25/01/2012
La preghiera per l’unità dei cristiani «non è altro che partecipazione alla realizzazione del progetto divino per la Chiesa, e l’impegno operoso per il ristabilimento dell’unità è un dovere e una grande responsabilità per tutti». Presiedendo la celebrazione dei Vespri nella basilica di San Paolo fuori le Mura, in occasione della solennità della conversione di san Paolo, Benedetto XVI ha espresso con chiarezza, dinanzi a numerosi rappresentanti delle altre Chiese e Comunità ecclesiali presenti a Roma, il senso della consueta Settimana di preghiera, che quest’anno si è svolta per la quarantacinquesima volta.
Il Pontefice, riflettendo sulla «situazione dolorosa della divisione», ha affermato che «noi cristiani possiamo e dobbiamo guardare al futuro con speranza, in quanto la vittoria di Cristo significa il superamento di tutto ciò che ci trattiene dal condividere la pienezza di vita con lui e con gli altri». Tale consapevolezza «chiama tutti noi cristiani ad agire insieme nella causa del bene: uniti in Cristo, siamo chiamati a condividere la sua missione, che è quella di portare la speranza là dove dominano l’ingiustizia, l’odio e la disperazione».
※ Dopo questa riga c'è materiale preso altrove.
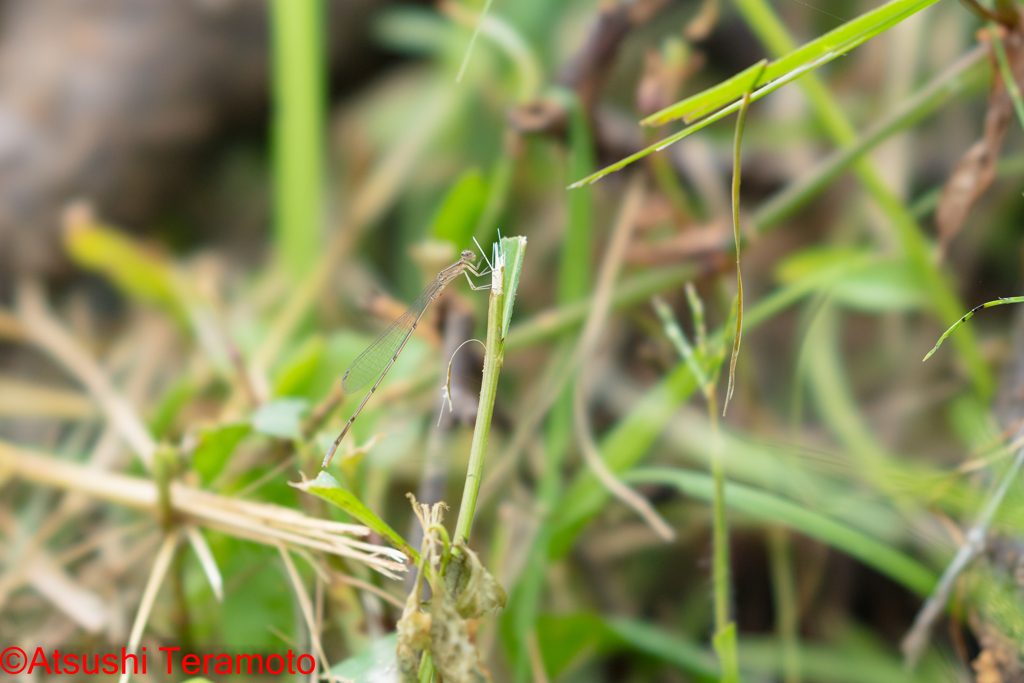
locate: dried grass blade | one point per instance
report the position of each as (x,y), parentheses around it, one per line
(307,607)
(160,566)
(206,559)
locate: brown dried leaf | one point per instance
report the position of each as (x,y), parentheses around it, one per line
(976,170)
(985,669)
(454,653)
(482,594)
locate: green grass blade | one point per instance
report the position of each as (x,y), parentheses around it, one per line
(472,41)
(772,509)
(327,486)
(718,116)
(299,93)
(842,39)
(967,316)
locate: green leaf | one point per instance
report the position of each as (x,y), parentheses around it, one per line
(458,215)
(665,646)
(512,250)
(725,644)
(298,372)
(215,446)
(282,418)
(881,287)
(327,486)
(374,665)
(772,509)
(856,279)
(139,272)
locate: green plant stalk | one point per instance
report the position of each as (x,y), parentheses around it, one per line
(298,131)
(725,645)
(573,285)
(786,607)
(720,541)
(494,357)
(766,25)
(736,164)
(1006,72)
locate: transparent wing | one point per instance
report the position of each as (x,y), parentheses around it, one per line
(372,363)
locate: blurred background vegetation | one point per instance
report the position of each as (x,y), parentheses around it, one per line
(212,209)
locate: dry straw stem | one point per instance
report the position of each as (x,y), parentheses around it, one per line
(588,342)
(160,567)
(307,608)
(44,331)
(974,543)
(260,522)
(370,201)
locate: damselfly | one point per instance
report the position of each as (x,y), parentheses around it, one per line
(379,356)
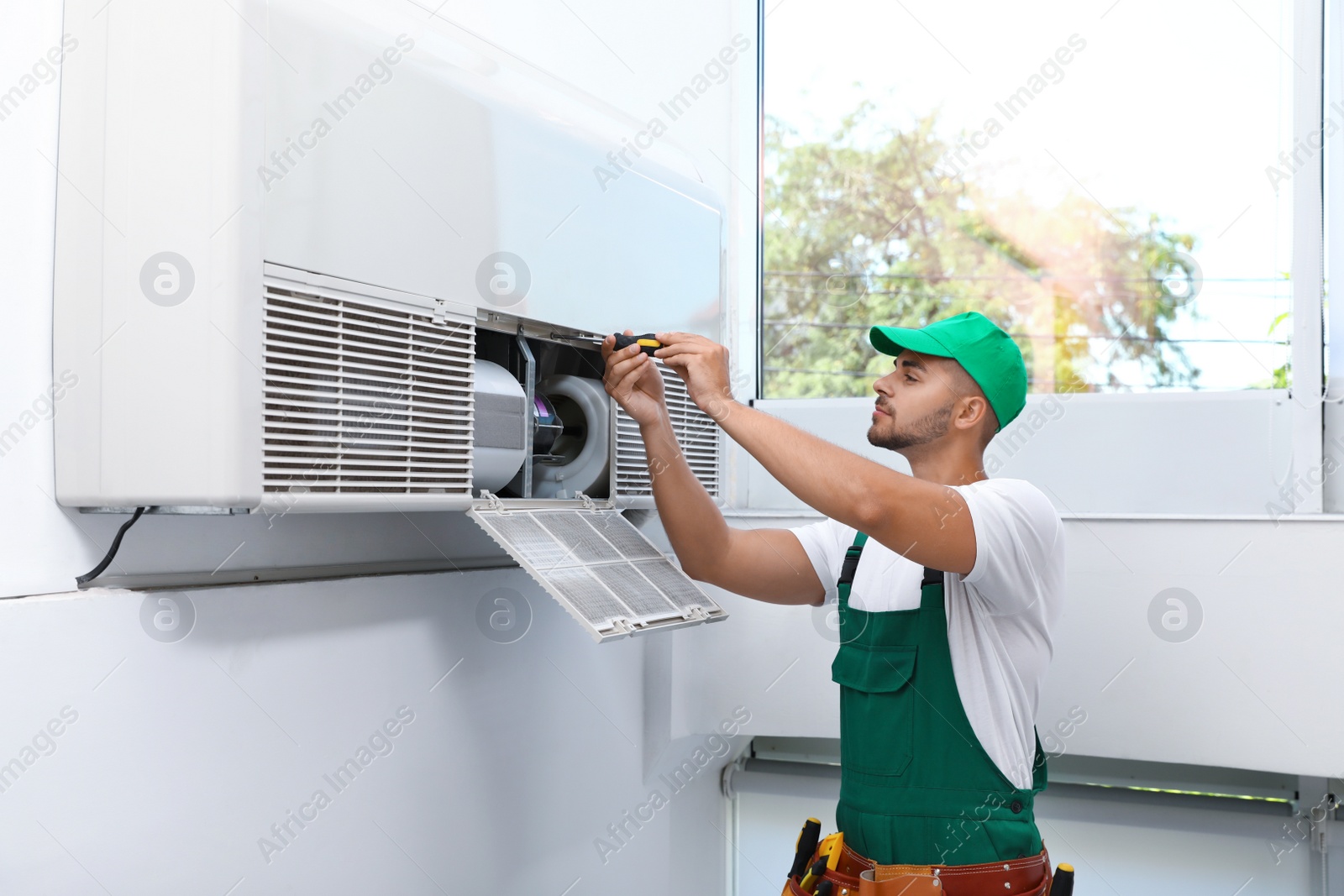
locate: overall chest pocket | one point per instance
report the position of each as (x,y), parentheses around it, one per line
(877,708)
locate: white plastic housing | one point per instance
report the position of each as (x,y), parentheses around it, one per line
(179,125)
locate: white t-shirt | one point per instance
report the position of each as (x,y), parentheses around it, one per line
(999,614)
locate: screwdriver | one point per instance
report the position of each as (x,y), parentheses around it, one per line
(810,882)
(806,846)
(1063,884)
(648,342)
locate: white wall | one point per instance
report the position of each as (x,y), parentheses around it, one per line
(1247,691)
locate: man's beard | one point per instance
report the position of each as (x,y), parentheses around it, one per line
(927,429)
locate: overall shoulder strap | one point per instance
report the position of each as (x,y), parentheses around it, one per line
(851,562)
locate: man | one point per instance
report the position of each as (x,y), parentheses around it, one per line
(945,624)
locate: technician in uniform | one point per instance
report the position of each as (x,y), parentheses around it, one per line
(945,622)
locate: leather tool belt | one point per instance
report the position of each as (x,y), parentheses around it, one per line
(857,876)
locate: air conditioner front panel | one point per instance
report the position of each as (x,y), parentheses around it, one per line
(463,152)
(602,570)
(366,399)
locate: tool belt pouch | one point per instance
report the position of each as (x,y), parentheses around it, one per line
(893,880)
(858,876)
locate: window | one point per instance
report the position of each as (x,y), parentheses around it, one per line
(1113,186)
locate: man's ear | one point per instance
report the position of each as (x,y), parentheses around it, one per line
(974,411)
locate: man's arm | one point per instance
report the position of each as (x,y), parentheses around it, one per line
(766,564)
(924,521)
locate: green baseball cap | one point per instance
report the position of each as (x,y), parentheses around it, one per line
(974,342)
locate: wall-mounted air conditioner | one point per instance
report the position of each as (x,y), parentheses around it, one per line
(346,255)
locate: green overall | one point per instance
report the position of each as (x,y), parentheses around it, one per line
(916,785)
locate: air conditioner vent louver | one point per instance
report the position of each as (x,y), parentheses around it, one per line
(363,398)
(696,432)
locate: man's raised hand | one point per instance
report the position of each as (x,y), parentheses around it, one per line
(633,380)
(703,364)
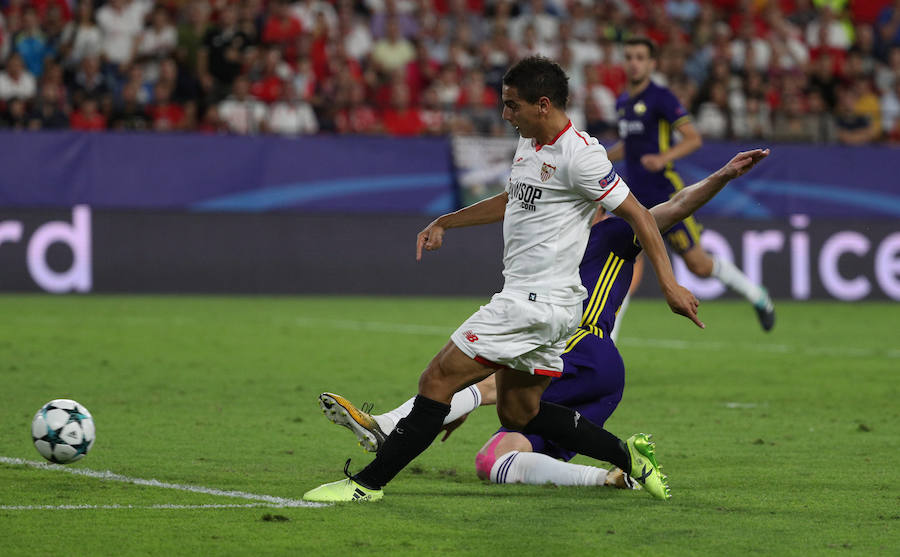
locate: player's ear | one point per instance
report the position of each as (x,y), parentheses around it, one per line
(544,105)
Proprio perché le divisioni fra i cristiani «rendono meno luminosa la nostra testimonianza a Cristo», ha proseguito papa Ratzinger, «il traguardo della piena unità, che attendiamo in operosa speranza e per la quale con fiducia preghiamo, è una vittoria non secondaria, ma importante per il bene della famiglia umana». Ma in ogni caso, ha significativamente sottolineato, l’idea cristiana di vittoria non è quella del mondo, associata a un successo immediato.
Si tratta piuttosto di «un lungo e, agli occhi di noi uomini, non sempre lineare processo di trasformazione e di crescita nel bene», che «avviene secondo i tempi di Dio, non i nostri, e richiede da noi profonda fede e paziente perseveranza». È in questa disposizione che «trovano il loro pieno significato la nostra preghiera ed il nostro impegno quotidiani per l’unità dei cristiani». E in ogni caso, ha concluso Benedetto XVI, «l’atteggiamento di attesa paziente non significa passività o rassegnazione, ma risposta pronta e attenta a ogni possibilità di comunione e fratellanza che il Signore ci dona».